Physicians struggle to make money in the current health care environment. Taking care of patients just does not pay the bills like it used to anymore—and provides a lousy business model. Employed physicians make a salary with limited bonus opportunities.  Physician-owned hospitals and health entities are strictly regulated and mostly prohibited.  So what’s an entrepreneurial-minded physician to do when approached with a sure-fire way to make money?  Find a health care lawyer to help you determine if the offer is legitimate.  Payments to physicians made in the context of health care services, no matter what they are called, can in fact be “kickbacks” that violate state and federal laws.

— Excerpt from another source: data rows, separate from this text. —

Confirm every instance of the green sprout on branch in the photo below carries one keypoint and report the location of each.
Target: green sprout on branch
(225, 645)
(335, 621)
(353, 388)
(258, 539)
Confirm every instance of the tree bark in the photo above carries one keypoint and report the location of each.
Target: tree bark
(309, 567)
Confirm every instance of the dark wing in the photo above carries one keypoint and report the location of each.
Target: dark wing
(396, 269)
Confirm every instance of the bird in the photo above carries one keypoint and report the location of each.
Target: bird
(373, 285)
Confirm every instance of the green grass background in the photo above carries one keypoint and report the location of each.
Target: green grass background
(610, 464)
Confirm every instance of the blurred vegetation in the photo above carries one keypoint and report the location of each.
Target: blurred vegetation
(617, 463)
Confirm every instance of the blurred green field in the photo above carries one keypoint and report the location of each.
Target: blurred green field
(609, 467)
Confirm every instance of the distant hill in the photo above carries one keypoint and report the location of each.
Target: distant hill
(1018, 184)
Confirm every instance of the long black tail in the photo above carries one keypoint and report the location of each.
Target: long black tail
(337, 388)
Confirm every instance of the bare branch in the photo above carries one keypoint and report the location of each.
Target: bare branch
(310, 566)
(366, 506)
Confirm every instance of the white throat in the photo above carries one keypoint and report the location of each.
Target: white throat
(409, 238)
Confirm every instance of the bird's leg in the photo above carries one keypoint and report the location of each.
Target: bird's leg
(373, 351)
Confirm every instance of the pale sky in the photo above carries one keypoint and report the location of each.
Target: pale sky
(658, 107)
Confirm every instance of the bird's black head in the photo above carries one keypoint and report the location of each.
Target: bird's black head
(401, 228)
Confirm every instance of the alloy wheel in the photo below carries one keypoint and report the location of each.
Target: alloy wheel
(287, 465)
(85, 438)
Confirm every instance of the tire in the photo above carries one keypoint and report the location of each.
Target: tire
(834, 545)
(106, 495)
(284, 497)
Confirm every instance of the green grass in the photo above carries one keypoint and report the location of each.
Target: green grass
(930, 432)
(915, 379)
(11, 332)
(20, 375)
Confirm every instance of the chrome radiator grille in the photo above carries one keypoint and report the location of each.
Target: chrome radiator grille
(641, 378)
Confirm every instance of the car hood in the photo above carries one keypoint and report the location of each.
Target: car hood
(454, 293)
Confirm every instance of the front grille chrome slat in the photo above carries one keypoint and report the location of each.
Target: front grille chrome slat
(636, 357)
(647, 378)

Here is the latest case in Dallas:

The compounding scheme (operating under the name of the “Freedom from Pain Foundation”) involved physicians who were paid through federal funding such as Tricare between $30 and $60 per prescription written for compounded pain/scar/vitamin cream. The criminal indictment focuses on the company’s officers and the compounding pharmacies and physicians involved were not named (or at least not yet).  But getting involved in these types of schemes may expose physicians to criminal and civil penalties, as well as problems with licensing boards.  The big red flags here: compounding is a new and lucrative field with little regulatory oversight, the indicted officers of the company had no real health care experience or credentials, and the prescribing physicians had no doctor-patient relationship with the patients receiving the prescriptions. This is a lesson you already know as a physician:  before you do or invest in anything that sounds too good to be true, consult a trusted health care attorney to make sure that it isn’t.  These guys should sure have.